At the end we'll be merging two files together to avoid any ordering issues, and
as noted [above](#a-note-about-ordering), to do so we'll create a unique
identifier.

```stata
gen rownum = _n
```

We'll save only the relevant variables (treatment indicator, anything to be
matched on, and the ID variable to merge on) to avoid saving and loading a very
large file.

```stata
preserve
keep gender age ppty rownum
save "/path/to/save/toR.dta"
restore
```

Turning to R, this can be read in using the **haven** package

```{r,eval=FALSE}
library(haven)
statadata <- read_dta("/path/to/save/toR.dta")
```

Now, perform matching as desired, saving the final match to `statadata`. For
example,

```{r,eval=FALSE}
library(optmatch)
f <- fullmatch(gender ~ age + ppty, data = sttadata)
statadata$match <- f
```

We'll use **haven** again to write the data back to Stata.
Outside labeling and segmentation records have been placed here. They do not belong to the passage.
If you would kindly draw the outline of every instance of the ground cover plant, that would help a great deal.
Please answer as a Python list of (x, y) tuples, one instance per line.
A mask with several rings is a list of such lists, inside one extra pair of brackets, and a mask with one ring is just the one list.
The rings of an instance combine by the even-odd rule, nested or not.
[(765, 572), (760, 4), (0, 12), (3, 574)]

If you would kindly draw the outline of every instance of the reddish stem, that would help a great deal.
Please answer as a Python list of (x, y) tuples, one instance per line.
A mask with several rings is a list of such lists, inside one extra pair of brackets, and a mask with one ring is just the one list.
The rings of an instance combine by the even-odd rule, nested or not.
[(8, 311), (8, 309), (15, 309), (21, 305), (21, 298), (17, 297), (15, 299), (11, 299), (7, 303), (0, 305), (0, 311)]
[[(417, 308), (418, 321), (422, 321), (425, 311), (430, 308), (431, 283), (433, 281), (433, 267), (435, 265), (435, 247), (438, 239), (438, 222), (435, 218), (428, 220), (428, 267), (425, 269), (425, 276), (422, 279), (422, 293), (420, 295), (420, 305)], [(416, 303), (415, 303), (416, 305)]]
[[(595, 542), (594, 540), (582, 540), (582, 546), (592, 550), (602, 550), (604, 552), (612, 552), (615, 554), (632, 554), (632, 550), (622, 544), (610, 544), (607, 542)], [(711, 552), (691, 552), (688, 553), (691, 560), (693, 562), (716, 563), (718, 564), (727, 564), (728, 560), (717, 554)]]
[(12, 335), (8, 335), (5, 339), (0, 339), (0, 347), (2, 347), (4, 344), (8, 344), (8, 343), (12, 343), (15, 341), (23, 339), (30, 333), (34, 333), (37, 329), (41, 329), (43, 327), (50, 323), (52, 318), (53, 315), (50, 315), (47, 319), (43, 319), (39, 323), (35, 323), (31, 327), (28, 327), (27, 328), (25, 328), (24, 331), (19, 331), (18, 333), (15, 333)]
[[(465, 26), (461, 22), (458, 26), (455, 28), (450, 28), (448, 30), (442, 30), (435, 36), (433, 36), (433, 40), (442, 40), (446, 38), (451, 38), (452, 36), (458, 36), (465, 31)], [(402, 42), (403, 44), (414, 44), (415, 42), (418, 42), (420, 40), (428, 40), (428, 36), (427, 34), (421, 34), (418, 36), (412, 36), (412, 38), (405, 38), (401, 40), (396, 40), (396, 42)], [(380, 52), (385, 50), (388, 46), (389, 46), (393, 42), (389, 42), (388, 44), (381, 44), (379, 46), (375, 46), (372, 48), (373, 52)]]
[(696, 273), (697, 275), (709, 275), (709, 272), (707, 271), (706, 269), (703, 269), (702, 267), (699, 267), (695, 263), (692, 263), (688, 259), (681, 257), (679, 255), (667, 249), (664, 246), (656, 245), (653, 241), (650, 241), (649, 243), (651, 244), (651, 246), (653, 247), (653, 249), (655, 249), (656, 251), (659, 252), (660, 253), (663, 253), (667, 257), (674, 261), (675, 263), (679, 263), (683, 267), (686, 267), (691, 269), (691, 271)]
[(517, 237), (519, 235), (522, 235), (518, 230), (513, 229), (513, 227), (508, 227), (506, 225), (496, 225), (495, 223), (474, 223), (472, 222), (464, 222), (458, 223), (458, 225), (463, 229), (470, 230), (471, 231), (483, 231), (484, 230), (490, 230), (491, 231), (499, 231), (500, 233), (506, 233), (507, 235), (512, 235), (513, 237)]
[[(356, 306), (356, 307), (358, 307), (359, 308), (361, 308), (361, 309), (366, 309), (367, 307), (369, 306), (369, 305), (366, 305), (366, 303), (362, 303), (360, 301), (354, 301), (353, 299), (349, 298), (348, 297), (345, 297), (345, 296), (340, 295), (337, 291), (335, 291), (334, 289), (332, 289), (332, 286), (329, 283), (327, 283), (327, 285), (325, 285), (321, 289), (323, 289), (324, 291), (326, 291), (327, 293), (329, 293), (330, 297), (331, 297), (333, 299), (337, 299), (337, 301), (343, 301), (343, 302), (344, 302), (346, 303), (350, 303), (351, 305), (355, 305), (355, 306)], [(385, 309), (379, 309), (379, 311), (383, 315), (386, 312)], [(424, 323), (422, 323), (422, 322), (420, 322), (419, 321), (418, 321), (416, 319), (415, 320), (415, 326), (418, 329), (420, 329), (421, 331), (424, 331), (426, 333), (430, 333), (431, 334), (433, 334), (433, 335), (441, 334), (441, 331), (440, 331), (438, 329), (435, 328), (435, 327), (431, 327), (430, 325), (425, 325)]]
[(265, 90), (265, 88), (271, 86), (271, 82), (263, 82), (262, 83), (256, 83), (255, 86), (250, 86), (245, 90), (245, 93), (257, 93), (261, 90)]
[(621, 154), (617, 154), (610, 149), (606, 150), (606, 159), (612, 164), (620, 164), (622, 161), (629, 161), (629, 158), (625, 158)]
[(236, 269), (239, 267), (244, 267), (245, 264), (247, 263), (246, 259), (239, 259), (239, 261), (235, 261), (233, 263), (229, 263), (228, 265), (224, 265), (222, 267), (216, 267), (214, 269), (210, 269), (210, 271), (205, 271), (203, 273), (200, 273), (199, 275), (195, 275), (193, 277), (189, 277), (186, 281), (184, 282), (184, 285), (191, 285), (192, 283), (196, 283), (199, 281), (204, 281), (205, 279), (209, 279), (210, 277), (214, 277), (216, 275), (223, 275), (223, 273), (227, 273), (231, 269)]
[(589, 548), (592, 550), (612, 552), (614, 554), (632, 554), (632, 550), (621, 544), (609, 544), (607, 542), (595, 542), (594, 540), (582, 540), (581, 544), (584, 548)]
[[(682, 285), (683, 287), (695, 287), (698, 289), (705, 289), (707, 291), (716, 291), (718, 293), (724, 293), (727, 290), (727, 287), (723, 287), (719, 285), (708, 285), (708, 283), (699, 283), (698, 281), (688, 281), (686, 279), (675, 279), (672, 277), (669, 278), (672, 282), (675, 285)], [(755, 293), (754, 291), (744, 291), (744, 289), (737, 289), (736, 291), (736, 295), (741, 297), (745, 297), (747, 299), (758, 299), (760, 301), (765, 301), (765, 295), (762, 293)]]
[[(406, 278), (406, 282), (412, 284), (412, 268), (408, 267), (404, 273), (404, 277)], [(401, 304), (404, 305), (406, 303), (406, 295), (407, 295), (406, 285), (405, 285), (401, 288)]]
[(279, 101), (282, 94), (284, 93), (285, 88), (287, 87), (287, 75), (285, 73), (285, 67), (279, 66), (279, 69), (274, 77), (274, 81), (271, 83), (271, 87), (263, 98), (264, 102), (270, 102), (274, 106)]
We do not recommend using
.csv files to transfer the data back to Stata, though the `write.csv` file would
be similar to that for SAS.

```{r,eval=FALSE}
write_dta(statadata, "/path/to/save/rout.stata.dta")
```

Back in Stata, you can merge this into the existing data set by the following
commands:

```stata
sort rownum
merge 1:1 rownum using "/path/to/save/rout.stata.dta"
```

The `force` option may be necessary to overcome type differences. Additional
tweaks may be necessary here if you have special variable types.